Shares of major “Magnificent Seven” technology companies were headed for steep weekly losses Friday morning as investors grew increasingly skeptical about the sustainability of the valuations and sky-high spending levels that have defined AI development thus far.
Leading chipmaker Nvidia (NVDA) lost about 3% in the first hour of trading Friday morning, after a Trump administration official said “there will be no federal bailout for AI” and following CEO Jensen Huang’s comments that the United States is on the verge of losing the AI arms race to China. Nvidia is down more than 9.5% over the past five days, on track for its worst week since April.
Shares of Meta (META) and Microsoft (MSFT), which both unveiled massive spending plans for the year, lost about 2.5% and 0.5%, respectively. They have each lost more than 4% over the last five days.

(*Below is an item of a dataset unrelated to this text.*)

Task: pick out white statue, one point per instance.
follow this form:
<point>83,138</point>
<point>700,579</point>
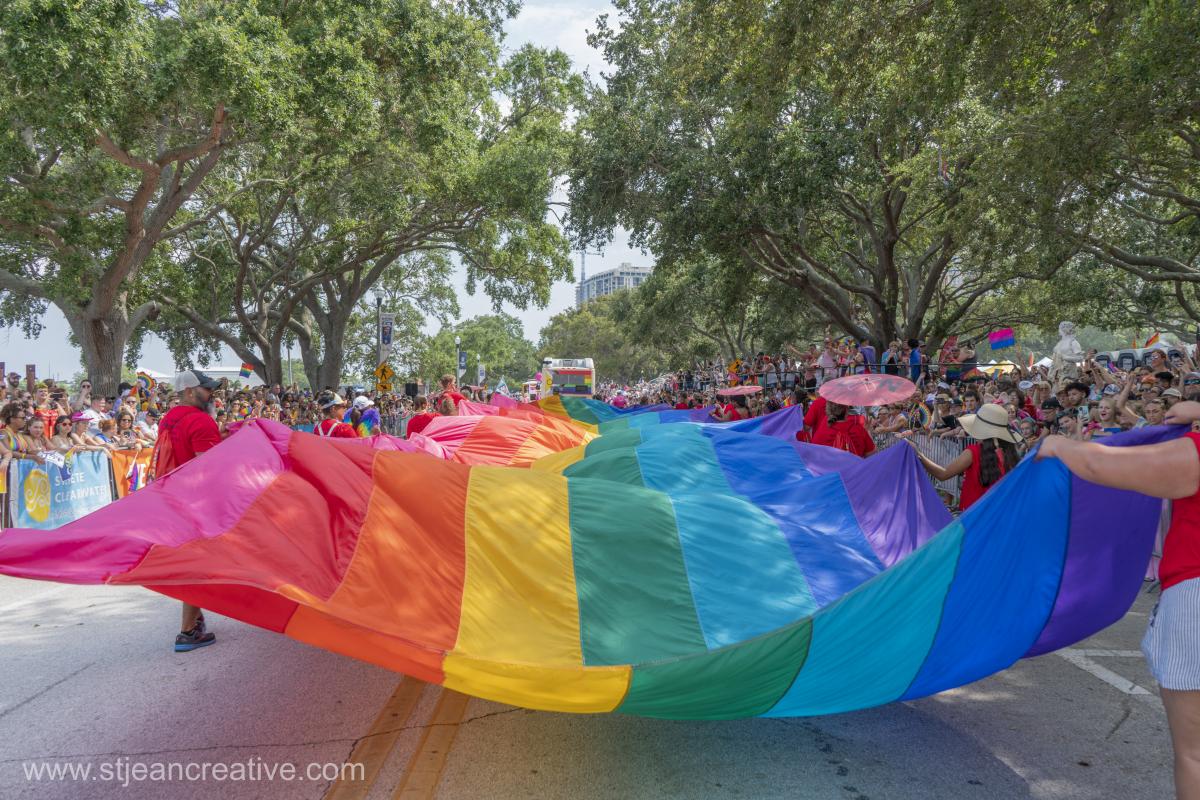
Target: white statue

The Magnificent Seven experienced their latest shock after the market closed on Thursday, when Tesla (TSLA) shareholders awarded CEO Elon Musk compensation potentially worth $1 trillion. The electric vehicle maker and computer hardware company lost another 3.5% Friday morning.
Chipmaker Intel (INTC), which is not a member of Magnificent Seven but is directly linked to several companies, was one of the only green spots among Big Tech on Friday morning, up about 1%. Musk said at Tesla’s shareholder meeting Thursday that Tesla would need to develop large chipmaking capacity to power its self-driving electric vehicles, and thought the automaker could work with Intel on that goal.
Rounding out the group, Alphabet (GOOG) and Amazon (AMZN) are both headed for losses of more than 1%, while Apple (AAPL) is headed for a gain of just over 0.2%, bucking the trend.
Chipmakers AMD (AMD) and Broadcom (AVGO) were both down more than 2% on Friday, heading for weekly losses of more than 9% and more than 5%, respectively.